Bowery Flophouse by John F. Conn
From Bowery Flophouse by John F. Conn
From
LensWork and LensWork Extended #86
© 2010 John F. Conn. All rights reserved.
Reproduced with the permission of the photographer.
Commentary
Over the years, my relationship with photography has changed. I used to look at photographs and see them as images. More and more, I see them as stories.
This image by John F. Conn is a great example of this. The photograph could easily be discussed from compositional, lighting, printing, or even focal points of view. Perhaps that would be an interesting discussion, I don't know. But, I find I can't look at these two individuals without racing down any one of a dozen potential storylines. Are they brothers? Friends? Mere acquaintances? What brings the two of them to the bowery flophouse? Did they come together or meet each other here? What in their lives led them to this moment, captured on film some 40 years ago when Conn was working on this project?
Elsewhere, I've proposed that photography is all about relationships. With two individuals in the composition like this, the comparisons are enhanced. Look at the relative size of their hands — or for that matter, their heads. Some of that may be an optical illusion based on relative nearness to a wide angle lens, but I suspect not all of it. The fellow on the left seems so much taller than the other guy that their relative size seems real, not illusory.

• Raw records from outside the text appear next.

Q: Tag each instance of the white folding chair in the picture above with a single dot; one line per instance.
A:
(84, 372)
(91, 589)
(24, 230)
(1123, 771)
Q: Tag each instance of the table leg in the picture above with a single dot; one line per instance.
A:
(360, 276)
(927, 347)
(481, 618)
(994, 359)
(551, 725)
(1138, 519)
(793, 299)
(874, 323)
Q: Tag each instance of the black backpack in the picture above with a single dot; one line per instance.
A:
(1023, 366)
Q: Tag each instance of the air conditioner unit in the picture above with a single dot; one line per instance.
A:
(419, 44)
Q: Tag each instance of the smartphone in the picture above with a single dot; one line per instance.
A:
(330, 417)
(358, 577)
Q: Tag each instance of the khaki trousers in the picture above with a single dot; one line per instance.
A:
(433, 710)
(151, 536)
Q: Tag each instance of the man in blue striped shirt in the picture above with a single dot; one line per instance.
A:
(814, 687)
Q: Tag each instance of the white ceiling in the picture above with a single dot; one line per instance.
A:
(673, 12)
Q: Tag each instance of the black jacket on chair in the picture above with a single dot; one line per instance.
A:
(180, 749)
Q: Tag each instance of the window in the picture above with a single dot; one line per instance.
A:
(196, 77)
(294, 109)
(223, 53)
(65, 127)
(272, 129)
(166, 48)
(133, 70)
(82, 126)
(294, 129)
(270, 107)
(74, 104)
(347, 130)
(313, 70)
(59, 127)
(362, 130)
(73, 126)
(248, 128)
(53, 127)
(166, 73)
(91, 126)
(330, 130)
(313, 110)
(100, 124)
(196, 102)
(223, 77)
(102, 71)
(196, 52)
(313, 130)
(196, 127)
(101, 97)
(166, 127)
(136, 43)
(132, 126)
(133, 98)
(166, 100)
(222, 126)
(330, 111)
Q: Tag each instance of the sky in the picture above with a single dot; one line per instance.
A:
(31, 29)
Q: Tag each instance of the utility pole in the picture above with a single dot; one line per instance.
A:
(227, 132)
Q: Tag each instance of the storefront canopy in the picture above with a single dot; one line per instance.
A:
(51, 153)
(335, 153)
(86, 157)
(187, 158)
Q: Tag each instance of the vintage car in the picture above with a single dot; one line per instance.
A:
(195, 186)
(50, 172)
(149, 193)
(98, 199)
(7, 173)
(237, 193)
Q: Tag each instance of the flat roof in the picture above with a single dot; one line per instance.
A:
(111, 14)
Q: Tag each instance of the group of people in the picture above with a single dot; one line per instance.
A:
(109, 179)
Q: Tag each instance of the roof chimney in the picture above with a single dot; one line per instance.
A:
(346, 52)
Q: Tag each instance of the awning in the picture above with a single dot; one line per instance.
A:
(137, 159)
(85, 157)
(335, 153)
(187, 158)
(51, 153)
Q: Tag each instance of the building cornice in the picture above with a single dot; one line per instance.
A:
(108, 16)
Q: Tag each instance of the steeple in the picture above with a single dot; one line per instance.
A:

Their size difference is also exaggerated by their posture and facial expressions. The fellow on the left seems more upbeat and even comfortable; the fellow on the right is reserved, almost timid. It's easy to interpret these differences as part of their relationship, too — protector and protected.
But, here is the real point — we have no idea because this is not a story, it's a photograph. That's the thing about this kind of picture: its story is manufactured by us based on the visual clues we see in the picture. Photograph-as-story is a kind of relationship between the photograph and the viewer. This is where I think I've changed over the years. In my youth, looking at a photograph was an exercise in photograph-making. How was this image lit? What compositional tricks did the photographer use that I might adapt to my own work? How does the printing and the tonal relationships enhance the images? What lens, what camera, what filters? These are questions a photographer asks, but only a photographer would think to ask. Unfortunately — at least as I look back at it now — such involvement with a photograph tends to suppress questions about the content, the story elements. Our minds are so preoccupied with deconstructing the technique that we miss the content.
Experience helps. With time, we can look at a photograph like this and sum up its technique fairly quickly — leaving time to ponder the story elements as they deserve. Not too unexpectedly, the more I find I engage the content rather than the technique, the more I appreciate what the photograph has to offer. Good photographs are not about photography — they're about life. Conn's image is a great reminder of that.